Setenta veces siete: reflexión sobre el perdón
Una invitación a cultivar la misericordia en nuestras relaciones
La pregunta sobre el perdón
La pregunta de Pedro se refiere a un tema que afecta a todos: la necesidad de perdonar. Esta cuestión surge con frecuencia ante los inevitables roces de la vida diaria en la convivencia familiar, con los amigos o en las relaciones profesionales. No es raro que nos sintamos dolidos pensando que alguien nos ha ofendido, despreciado o perjudicado, y no una sola vez, sino reiteradamente. Perdonar cuesta. Por eso, la pregunta de Pedro nos parece razonable: ¿Tenemos que perdonar siempre?
El significado profundo del perdón
Benedicto XVI invita a reflexionar acerca de lo que implica el perdón.
"La ofensa es una realidad, una fuerza objetiva que ha causado una destrucción que se ha de remediar. Por eso el perdón debe ser algo más que ignorar, que tratar de olvidar. La ofensa tiene que ser subsanada, reparada y, así, superada."
El perdón cuesta algo, ante todo al que perdona: tiene que superar en su interior el daño recibido, debe cauterizarlo dentro de sí, y con ello renovarse a sí mismo. Este proceso de transformación y purificación interior alcanza también al culpable, de modo que ambos, sufriendo hasta el fondo el mal y superándolo, salen renovados.
La misericordia divina como modelo
Las dificultades que encontramos para perdonar no son tan grandes comparadas con lo que ha hecho Jesucristo por cada uno de nosotros. En esta enseñanza se expresa bien el contraste entre la actitud calculada de los hombres en perdonar y la misericordia infinita de Dios. Un talento equivalía a seis mil denarios y un denario era el jornal diario de un trabajador. Diez mil talentos es una cantidad exorbitante que nos da idea del valor inmenso que tiene el perdón que recibimos de Dios.
Nuestra situación ante Dios refleja bien esta realidad: no contamos con qué pagar la deuda inmensa que hemos contraído por tantas bondades divinas, y que hemos acrecentado por nuestros propios pecados. Aunque luchemos con esfuerzo, no lograremos devolver con equidad lo mucho que el Señor nos ha perdonado. A la impotencia de la justicia humana, suple con creces la misericordia divina.
Una conducta coherente con el perdón recibido
Ante tanta generosidad por parte de Dios para con nosotros, ¿cómo no vamos a perdonar a los demás? La conducta de quien recibe perdón debe estar lejos del rencor y el registro de ofensas, pues es impropio de un hijo de Dios tener preparada una lista de agravios. No podemos olvidar el ejemplo de Cristo.

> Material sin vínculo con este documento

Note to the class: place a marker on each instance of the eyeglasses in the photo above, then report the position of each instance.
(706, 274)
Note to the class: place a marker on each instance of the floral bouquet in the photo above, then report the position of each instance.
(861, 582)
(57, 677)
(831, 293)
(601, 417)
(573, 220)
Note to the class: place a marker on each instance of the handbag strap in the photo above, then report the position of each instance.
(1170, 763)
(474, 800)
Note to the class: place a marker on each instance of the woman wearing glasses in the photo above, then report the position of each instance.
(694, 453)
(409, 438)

Con la mirada puesta en Jesús es como podemos renunciar a todo rencor y mantener nuestro corazón sano y limpio de toda enemistad. Cuando nos venga la tentación de no perdonar, recordemos las palabras del Señor misericordioso al siervo despiadado:
"Siervo malvado, yo te he perdonado toda la deuda porque me lo has suplicado. ¿No debías tú también tener compasión de tu compañero, como yo la he tenido de ti?"
Al experimentar el gozo, la serenidad y la tranquilidad interior que se siente al ser perdonado, podemos con la ayuda de Dios abrirnos a la posibilidad de perdonar.